Favorable trends in residential real estate most definitely do not extend to commercial real estate.

These favorable trends in residential real estate most definitely do not extend to commercial real estate. The economic downturn caused by the pandemic, which in turn has accelerated work-from-home trends, has been a disaster for that sector. So don’t let your bullishness for residential real estate seduce you into investing in commercial real estate.

It’s one thing to recognize that residential real estate can be a good portfolio diversifier, and quite another to determine how to go about getting exposure to the asset class. That’s because the price appreciation of an individual home will undoubtedly deviate significantly from that of the national average. It’s entirely possible that, during a future period in which the Case-Shiller index rises, your particular house will fall in value, for example.

The only way I know of to overcome this risk, and instead to invest directly in residential real estate as an asset class, is by purchasing one of the futures contracts that are benchmarked to the Case-Shiller index, which trade on the CME. Note carefully that the market for these contracts is extremely thin. Because of this, their prices can exhibit a lot of short-term volatility having more to do with the presence or absence of bids or offers than with the performance of the Case-Shiller Index itself.

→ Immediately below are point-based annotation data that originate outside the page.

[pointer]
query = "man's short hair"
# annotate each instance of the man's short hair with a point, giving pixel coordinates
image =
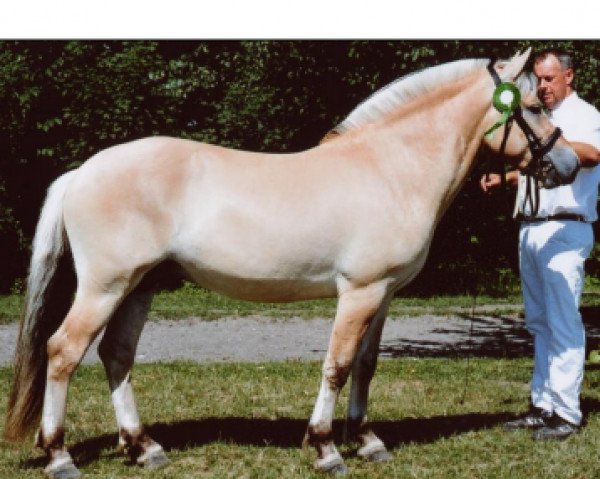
(564, 58)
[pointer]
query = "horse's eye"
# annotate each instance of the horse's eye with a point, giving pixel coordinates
(535, 109)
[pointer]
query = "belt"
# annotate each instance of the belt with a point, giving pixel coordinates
(558, 217)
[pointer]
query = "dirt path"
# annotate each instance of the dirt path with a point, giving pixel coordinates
(267, 339)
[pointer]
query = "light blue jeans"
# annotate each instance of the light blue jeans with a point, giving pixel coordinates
(552, 256)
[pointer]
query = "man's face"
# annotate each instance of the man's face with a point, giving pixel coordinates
(554, 83)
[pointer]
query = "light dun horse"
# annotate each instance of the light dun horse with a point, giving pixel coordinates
(352, 218)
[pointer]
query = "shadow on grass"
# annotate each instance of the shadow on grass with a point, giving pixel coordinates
(288, 433)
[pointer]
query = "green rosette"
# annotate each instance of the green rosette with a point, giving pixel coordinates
(506, 98)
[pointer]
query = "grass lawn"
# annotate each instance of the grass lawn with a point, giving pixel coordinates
(248, 420)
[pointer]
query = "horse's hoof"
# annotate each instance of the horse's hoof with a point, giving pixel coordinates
(64, 471)
(334, 466)
(379, 456)
(154, 458)
(375, 451)
(338, 470)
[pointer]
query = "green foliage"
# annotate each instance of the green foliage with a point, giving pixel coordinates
(62, 101)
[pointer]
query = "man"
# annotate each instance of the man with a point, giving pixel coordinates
(553, 247)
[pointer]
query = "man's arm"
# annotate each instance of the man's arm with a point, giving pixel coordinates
(493, 180)
(589, 155)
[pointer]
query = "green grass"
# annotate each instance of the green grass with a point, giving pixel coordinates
(247, 420)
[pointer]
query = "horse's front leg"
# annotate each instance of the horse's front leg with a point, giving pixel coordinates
(117, 351)
(66, 348)
(356, 308)
(371, 447)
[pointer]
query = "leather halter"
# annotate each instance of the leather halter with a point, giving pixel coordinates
(535, 169)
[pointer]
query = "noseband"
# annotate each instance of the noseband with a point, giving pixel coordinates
(538, 168)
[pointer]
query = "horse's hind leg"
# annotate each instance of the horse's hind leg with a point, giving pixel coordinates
(372, 448)
(356, 309)
(117, 351)
(89, 313)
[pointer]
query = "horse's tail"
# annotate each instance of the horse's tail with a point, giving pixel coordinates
(50, 288)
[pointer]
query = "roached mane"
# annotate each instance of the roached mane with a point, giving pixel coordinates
(405, 89)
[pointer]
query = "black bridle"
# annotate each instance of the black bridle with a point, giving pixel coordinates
(538, 168)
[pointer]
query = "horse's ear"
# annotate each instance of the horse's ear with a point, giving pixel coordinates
(512, 69)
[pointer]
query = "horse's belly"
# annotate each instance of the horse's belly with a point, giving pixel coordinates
(263, 289)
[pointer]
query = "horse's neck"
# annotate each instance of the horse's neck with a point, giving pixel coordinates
(434, 141)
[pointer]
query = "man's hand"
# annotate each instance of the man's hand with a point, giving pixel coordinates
(490, 182)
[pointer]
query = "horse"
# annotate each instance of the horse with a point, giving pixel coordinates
(352, 218)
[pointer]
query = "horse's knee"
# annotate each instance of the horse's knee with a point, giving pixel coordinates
(336, 373)
(63, 356)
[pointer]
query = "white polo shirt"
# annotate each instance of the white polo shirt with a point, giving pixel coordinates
(579, 122)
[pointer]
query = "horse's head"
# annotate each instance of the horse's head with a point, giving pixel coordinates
(517, 126)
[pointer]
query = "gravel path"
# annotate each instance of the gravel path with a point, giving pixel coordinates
(266, 339)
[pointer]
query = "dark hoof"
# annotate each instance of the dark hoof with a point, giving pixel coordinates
(156, 460)
(334, 466)
(379, 456)
(339, 469)
(65, 471)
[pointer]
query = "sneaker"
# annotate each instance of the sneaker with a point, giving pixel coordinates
(556, 429)
(536, 418)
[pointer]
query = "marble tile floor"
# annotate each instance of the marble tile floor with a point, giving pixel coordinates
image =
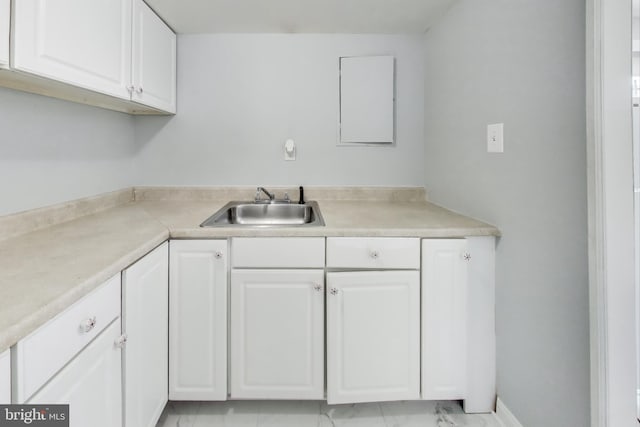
(319, 414)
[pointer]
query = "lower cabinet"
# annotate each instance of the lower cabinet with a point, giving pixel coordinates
(90, 383)
(444, 318)
(5, 30)
(277, 334)
(373, 336)
(5, 378)
(198, 320)
(145, 317)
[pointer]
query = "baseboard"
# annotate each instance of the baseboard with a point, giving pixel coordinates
(505, 416)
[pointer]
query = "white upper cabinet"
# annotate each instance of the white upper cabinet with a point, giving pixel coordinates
(83, 43)
(154, 60)
(5, 378)
(145, 316)
(198, 320)
(5, 19)
(114, 54)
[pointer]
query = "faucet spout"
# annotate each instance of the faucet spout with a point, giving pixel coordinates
(264, 190)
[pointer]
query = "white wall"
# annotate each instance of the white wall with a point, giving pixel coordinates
(521, 63)
(52, 151)
(241, 96)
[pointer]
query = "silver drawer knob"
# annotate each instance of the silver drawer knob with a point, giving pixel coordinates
(88, 324)
(121, 341)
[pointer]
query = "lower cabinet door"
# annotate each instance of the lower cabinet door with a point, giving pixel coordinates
(145, 321)
(373, 336)
(5, 378)
(90, 384)
(444, 319)
(198, 320)
(277, 334)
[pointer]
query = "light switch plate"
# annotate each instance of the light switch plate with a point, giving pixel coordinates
(495, 138)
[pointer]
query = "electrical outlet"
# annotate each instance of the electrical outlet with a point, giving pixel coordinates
(495, 138)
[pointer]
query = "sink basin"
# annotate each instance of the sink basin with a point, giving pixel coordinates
(235, 214)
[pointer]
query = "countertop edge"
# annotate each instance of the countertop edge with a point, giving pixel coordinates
(34, 320)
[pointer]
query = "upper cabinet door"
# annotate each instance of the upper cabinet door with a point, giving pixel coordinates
(444, 318)
(154, 60)
(84, 43)
(5, 14)
(145, 311)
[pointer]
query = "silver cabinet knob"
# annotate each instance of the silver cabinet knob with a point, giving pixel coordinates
(121, 341)
(88, 324)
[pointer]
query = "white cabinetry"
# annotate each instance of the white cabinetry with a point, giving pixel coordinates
(90, 384)
(45, 351)
(373, 336)
(5, 378)
(145, 317)
(444, 318)
(277, 334)
(277, 318)
(115, 54)
(198, 320)
(458, 321)
(86, 44)
(373, 319)
(5, 21)
(154, 60)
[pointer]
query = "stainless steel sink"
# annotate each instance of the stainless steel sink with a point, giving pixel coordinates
(235, 214)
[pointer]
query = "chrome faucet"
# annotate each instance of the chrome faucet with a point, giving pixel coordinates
(264, 190)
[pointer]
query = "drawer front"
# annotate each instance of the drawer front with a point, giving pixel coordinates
(376, 252)
(40, 355)
(277, 252)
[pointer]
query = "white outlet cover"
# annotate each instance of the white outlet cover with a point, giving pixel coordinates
(495, 138)
(289, 150)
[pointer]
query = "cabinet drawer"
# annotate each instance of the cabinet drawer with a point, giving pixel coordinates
(377, 252)
(40, 355)
(266, 252)
(5, 378)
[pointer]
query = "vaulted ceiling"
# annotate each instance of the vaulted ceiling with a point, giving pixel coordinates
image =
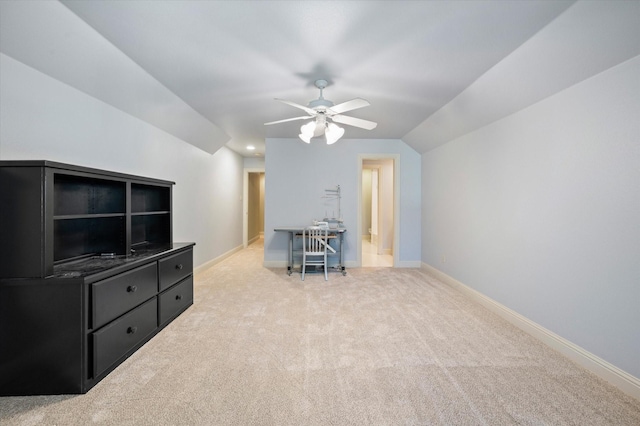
(429, 68)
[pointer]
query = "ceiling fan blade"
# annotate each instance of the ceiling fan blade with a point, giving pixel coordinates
(302, 107)
(349, 105)
(356, 122)
(288, 119)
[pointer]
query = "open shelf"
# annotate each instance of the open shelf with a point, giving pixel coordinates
(147, 198)
(79, 195)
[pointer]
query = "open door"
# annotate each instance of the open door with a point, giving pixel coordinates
(377, 207)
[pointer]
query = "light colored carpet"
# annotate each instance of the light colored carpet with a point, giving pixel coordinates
(378, 346)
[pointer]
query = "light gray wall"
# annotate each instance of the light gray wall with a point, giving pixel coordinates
(42, 118)
(540, 211)
(296, 175)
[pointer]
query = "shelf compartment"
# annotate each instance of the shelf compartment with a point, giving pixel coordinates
(147, 198)
(78, 237)
(150, 229)
(79, 195)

For example, the August 2020 contract on the Case-Shiller index fell by 10% during April and then in May recovered all of that loss and then some to close the month higher than where it stood two months prior. That volatility had nothing to do with the Case-Shiller index itself.

So do your homework before purchasing one of these futures contracts. One place to start would be the blog penned by John Dolan, an independent market-maker for the CME Case Shiller Home Price Index futures. Be sure also to consult with a qualified investment professional. You want to make sure you don’t purchase one of these futures when they are temporarily bid up by an imbalance of buy orders.

What about real estate mutual funds and ETFs? Because they invest in particular markets, regions or real estate sectors, none of them is a pure play on residential real estate as a whole. The same goes for Real Estate Investment Trusts (REITs). So while they may provide some exposure to the residential real estate asset class, they also carry considerable so-called tracking error risk — the risk of earning returns significantly lower than the asset class itself.

The bottom line: Don’t overlook residential real estate as an important portfolio diversifier. While it won’t be easy to become exposed to the asset class, it could well be worth the effort.